= Ambrose Goddard =

English politician (died 1815)

Ambrose Goddard (c.1727–1815) was a British merchant and landowner who sat in the House of Commons from 1772 to 1806.

Goddard was the third son of Ambrose Goddard and his wife Elizabeth Awdry, daughter of Ambrose Awdry of Seend, Wiltshire. He was educated at Winchester College from 1743 to 1745. He settled in Lisbon where he was involved in merchant activities and was an agent for the Post Office there until 1772. On the death of his elder brother in 1770, he succeeded to the family inheritance and returned to Wiltshire. He married Sarah Williams, daughter of Rev. Thomas Williams of Pilrowth, Carmarthenshire on 16 August 1776.

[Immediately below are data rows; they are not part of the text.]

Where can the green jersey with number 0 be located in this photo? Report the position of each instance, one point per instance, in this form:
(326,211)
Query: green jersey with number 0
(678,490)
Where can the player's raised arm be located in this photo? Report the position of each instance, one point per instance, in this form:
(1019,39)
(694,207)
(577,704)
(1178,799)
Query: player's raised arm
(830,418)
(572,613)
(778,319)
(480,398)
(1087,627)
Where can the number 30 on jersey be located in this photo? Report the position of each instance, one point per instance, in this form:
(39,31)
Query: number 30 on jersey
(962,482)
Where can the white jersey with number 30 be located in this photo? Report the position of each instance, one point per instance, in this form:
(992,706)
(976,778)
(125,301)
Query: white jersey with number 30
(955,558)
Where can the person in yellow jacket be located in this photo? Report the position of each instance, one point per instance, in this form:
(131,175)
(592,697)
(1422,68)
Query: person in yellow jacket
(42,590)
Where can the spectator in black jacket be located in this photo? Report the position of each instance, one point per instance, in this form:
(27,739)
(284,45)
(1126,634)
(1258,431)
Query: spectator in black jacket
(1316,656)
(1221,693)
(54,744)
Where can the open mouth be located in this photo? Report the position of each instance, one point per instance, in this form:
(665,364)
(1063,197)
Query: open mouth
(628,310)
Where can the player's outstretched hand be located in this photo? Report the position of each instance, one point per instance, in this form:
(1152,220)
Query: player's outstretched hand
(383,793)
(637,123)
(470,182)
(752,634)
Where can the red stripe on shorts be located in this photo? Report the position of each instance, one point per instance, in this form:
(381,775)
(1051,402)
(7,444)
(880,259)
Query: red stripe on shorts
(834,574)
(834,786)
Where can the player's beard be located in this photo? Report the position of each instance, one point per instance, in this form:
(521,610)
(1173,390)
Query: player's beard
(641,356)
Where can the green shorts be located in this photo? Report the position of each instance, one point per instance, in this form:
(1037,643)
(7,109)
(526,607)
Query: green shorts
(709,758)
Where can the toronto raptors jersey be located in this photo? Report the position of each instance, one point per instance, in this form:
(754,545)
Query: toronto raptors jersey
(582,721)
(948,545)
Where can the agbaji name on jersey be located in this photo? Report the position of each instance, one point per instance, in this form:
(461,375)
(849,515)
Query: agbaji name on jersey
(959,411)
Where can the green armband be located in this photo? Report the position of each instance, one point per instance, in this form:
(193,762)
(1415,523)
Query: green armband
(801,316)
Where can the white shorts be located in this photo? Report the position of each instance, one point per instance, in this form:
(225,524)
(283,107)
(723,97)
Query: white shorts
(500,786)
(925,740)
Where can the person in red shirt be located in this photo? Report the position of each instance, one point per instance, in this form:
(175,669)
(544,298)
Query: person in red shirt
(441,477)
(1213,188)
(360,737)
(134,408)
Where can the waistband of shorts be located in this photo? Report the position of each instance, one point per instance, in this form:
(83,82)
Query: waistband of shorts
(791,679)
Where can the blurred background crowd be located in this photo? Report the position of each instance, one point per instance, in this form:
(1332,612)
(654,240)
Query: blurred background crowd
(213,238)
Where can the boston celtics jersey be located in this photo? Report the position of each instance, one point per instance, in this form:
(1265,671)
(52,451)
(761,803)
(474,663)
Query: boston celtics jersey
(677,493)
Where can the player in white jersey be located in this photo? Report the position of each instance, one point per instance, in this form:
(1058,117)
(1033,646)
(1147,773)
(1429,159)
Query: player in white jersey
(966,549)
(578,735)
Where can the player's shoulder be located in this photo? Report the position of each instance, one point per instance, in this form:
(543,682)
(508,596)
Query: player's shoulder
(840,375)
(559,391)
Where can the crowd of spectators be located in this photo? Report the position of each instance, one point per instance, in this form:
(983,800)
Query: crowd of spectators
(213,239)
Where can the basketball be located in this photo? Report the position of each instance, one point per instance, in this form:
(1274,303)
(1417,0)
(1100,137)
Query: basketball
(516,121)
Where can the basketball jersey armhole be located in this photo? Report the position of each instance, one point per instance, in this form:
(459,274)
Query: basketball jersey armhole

Goddard was returned as Member of Parliament for Wiltshire at a by-election on 21 August 1772 after a hard-fought and expensive contest. He was returned unopposed in 1774 and 1780. In 1784 he was a member of the St. Alban's Tavern group who tried to bring Fox and Pitt together. He held the seat until 1806.

Goddard died on 19 June 1815. He and his wife Sarah had three sons and seven daughters; from 1788 they employed Agnes Porter as governess. His sons Thomas Goddard and Ambrose Goddard became MPs for Cricklade.